Jakarta (Greeners) – Kesatuan Nelayan Tradisional Indonesia (KNTI) membenarkan bahwa kenaikan harga Bahan Bakar Minyak (BBM) berdampak buruk bagi nelayan dan petambak. Dengan tidak mengabaikan persoalan karut-marut pengelolaan energi nasional, KNTI menyayangkan ketidaksiapan pemerintah dalam mengantisipasi dampak kenaikan BBM secara langsung di kampung nelayan.

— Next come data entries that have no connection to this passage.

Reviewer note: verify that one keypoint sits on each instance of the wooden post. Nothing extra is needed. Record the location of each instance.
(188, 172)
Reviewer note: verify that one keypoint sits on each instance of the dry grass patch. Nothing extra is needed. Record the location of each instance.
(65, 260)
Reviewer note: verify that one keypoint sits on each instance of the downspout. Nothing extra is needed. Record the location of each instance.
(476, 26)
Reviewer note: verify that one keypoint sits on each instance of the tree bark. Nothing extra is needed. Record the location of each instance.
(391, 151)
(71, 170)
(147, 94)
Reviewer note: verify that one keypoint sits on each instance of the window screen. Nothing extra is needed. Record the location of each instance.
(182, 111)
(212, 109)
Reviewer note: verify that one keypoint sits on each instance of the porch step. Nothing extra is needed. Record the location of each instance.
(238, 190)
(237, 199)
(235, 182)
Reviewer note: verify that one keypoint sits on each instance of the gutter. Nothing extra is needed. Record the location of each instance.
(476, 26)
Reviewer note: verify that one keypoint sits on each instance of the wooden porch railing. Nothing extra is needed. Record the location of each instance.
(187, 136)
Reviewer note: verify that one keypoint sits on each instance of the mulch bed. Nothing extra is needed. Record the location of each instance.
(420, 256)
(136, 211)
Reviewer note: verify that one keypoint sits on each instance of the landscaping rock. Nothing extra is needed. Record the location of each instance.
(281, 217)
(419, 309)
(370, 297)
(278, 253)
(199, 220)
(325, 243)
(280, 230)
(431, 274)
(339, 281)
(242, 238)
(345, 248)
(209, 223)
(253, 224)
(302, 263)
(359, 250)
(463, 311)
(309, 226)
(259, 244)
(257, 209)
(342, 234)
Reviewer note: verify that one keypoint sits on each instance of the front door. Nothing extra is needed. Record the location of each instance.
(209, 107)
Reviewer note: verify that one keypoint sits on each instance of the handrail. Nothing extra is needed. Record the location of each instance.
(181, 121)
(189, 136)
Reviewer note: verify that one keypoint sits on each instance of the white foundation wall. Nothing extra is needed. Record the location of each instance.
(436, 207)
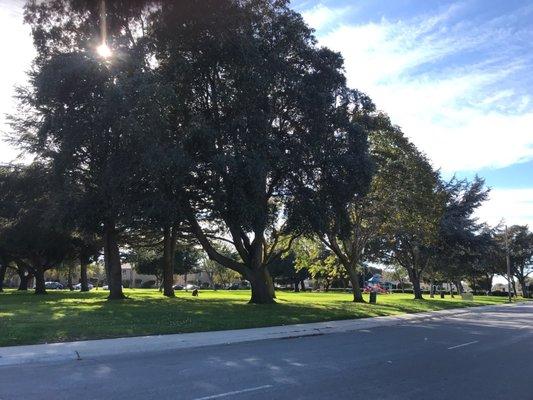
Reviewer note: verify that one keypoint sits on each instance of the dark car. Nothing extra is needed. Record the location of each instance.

Ketua Dewan Pembina KNTI, Riza Damanik, meminta kepada pemerintah untuk membenahi distribusi BBM dan layanan informasi cuaca, lokasi penangkapan ikan dan harga ikan di kampung nelayan.
Pasalnya, menurut Riza, sama seperti sebelumnya, kenaikan BBM sebesar Rp 2.000 kali ini mendongkrak harga BBM di kampung nelayan sebesar Rp 2.500 hingga Rp 6.000 per liternya. Namun dengan kenaikan ini, harga udang di Lampung dan ikan di Kendal justru turun.
“Berdasarkan laporan yang diterima oleh KNTI, kenaikan harga beli BBM jenis Solar di kampung nelayan & petambak bervariasi sejak tanggal 18 November kemarin. Di Rawajitu, Lampung, Rp 8.500-Rp 9.000; di Tanjung Balai dan Langkat, Sumatera Utara, Rp 7.800-Rp 8.500; di Kendal dan Demak, Jawa Tengah, masing-masing Rp 7.800 dan Rp 8.000; di Gresik dan Surabaya, Jawa Timur, Rp 8.500; di Lombok Timur Rp 9.000; dan Lamalera, NTT Rp 12.500,” terang Riza, Jakarta, Rabu (19/11).
Berdasarkan laporan tersebut, Riza berpendapat kalau pemerintah perlu segera membenahi distribusi BBM ke kampung nelayan guna mencegah penggelembungan harga jual BBM. Selain itu, pemerintah juga harus segera menyiapkan instrumen layanan informasi lokasi penangkapan ikan, cuaca dan harga ikan guna meningkatkan efektivitas dan efisiensi penggunaan BBM.
“Jika saat ini proporsi biaya produksi nelayan berkisar 50-70% untuk membeli BBM, ke depan harus ditekan 30-40% saja,” tegasnya.
Lalu, lanjutnya, untuk strategi jangka panjang, KNTI mengusulkan kepada pemerintah untuk memasukkan pengembangan energi terbarukan bagi nelayan ke dalam kebijakan energi nasional. Riza menjelaskan kalau ternyata buah mangrove (nipah) dan kelapa dapat dikembangkan menjadi energi terbarukan, sehingga ketergantungan terhadap energi fosil dapat dikurangi.
“Untuk tiga bulan ke depan, persoalan mendasarnya harus segera diselesaikan. Pemerintah tidak boleh mengulang kesalahan serupa. Apalagi kalah dengan mafia perikanan yang selama ini mencuri BBM bersubsidi,” pungkasnya.